The officials, who include senior White House adviser Karl Rove and Cheney's former chief of staff, I. Lewis "Scooter" Libby, argued that the judge should dismiss a lawsuit filed by Wilson that stemmed from the disclosure of Plame's identity to the media.
The suit claims that Cheney, Libby, Rove and former Deputy Secretary of State Richard Armitage violated the couple's privacy and constitutional rights by publicly revealing Plame's identity in an effort to retaliate against Wilson. Plame's identity was disclosed in a syndicated column in July 2003, days after Wilson publicly accused the Bush administration of twisting intelligence to exaggerate Iraq's nuclear threat and justify an attack on Baghdad.

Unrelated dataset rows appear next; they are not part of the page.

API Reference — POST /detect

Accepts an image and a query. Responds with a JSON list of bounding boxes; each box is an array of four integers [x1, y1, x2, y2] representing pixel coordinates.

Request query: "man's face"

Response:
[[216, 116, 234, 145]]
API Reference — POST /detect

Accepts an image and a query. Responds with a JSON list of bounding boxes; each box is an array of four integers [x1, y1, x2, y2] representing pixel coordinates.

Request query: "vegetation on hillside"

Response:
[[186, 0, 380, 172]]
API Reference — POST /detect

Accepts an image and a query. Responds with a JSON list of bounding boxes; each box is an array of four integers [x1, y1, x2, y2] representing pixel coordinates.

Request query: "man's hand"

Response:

Libby was convicted in March of lying to a grand jury investigating the leak.
Attorneys for Cheney and the other officials said any conversations they had about Plame with each other and reporters were part of their normal job duties because they were discussing foreign policy and engaging in an appropriate "policy dispute." Cheney's attorney went farther, arguing that Cheney is legally akin to the president because of his unique government role, and has absolute immunity from any lawsuit.
"So you're arguing there is nothing -- absolutely nothing - these officials could have said to reporters that would have been beyond the scope of their employment [whether it was] true or false?," U.S. District Judge John D. Bates asked.
"That's true, your honor. Mr. Wilson was criticizing government policy," said Jeffrey S. Bucholtz, Deputy Assistant Attorney General for the Justice Department's civil division. "These officials were responding to that criticism."